Published On: Sun, May 24th, 2015

Federal Reserve Won’t Take Long To Raise Rates: Janet Yellen

Yellen

Following Janet Yellen’s latest words a rate hike looks likely towards the end of this year.

The market could upset the applecart in the coming weeks with the Federal Reserve on track to hike interest rates this year whilst major indexes near records, after an extended period of low volatility and steady gains favoring US investors.

If the Fed raises rates, it will mark the first hike since 2006 and end a six-year span of near-zero interest rates that helped the stock market climb to new highs.

Speaking in Providence, Rhode Island, Janet Yellen said the Fed will likely raise its key interest rate this year, probably gradually for the first time in almost a decade. The Fed chair, considered quite cautious by economists, looked confident in her statement.

The Federal Reserve won’t take long to raise rates. Delayed action would risk “overheating the economy,” said Yellen, “If the economy continues to improve as I expect, I think it will be appropriate at some point this year to take the initial step to raise the federal funds rate target.”

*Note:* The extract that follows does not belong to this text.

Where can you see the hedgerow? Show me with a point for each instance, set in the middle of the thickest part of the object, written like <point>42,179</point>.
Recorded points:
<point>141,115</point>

The Fed Chair was concerned over weak job gains and flat growth of the economy, as she said, “in my judgement we are not there yet”, suggesting the rare chance of a rate hike in June.

The unemployment rate is down to 5.4% from its 2010 peak at 10%. America is still gaining jobs, not losing them, albeit at a slower pace now than last year.

The economy’s upcoming summer will matter in the Fed’s decision to hold or hike rates. Yellen expressed disappointment about economic progress so far in 2015 while expecting it to gain momentum later this year.

“A number of economic headwinds have slowed the recovery, and to some extent, they continue to influence the outlook,” Yellen said.

Although the Fed Chair believes that a rate hike will come this year, it is highly unlikely to happen this June as speculated earlier. The economic slowdown has changed many economists’ expectation for a rate hike.

Yellen’s tone indicates a high chance of a rate hike in September similar to most economists’ expectations. Whilst traders do not believe in it; market indicators put the first hike near the end of this year.

Collin Martin, director of fixed income at Schwab Center for Financial Research in New York said “we are of the camp that this rate cycle will be low and slow. The remarks from Yellen confirmed that.”

According to the Bespoke Investment Group in Harrison, New York, in the first three months after the Fed raises rates following a year of keeping them steady, they believe the S&P 500 will fall an average of 2.27 percent.

“We are a little overvalued, even with interest rates low,” said Donald Selkin, chief market strategist at National Securities in New York. “There could be some choppy seas ahead, especially if oil prices stay low or the dollar remains strong.”

The two most important things are the timing of the first hike and the amount it be raised by. Will the Fed inject a hike in September with more of it in the subsequent months? And if so, to what magnitude? A rate hike would invariably indicate that the Fed sees good health in the US economy.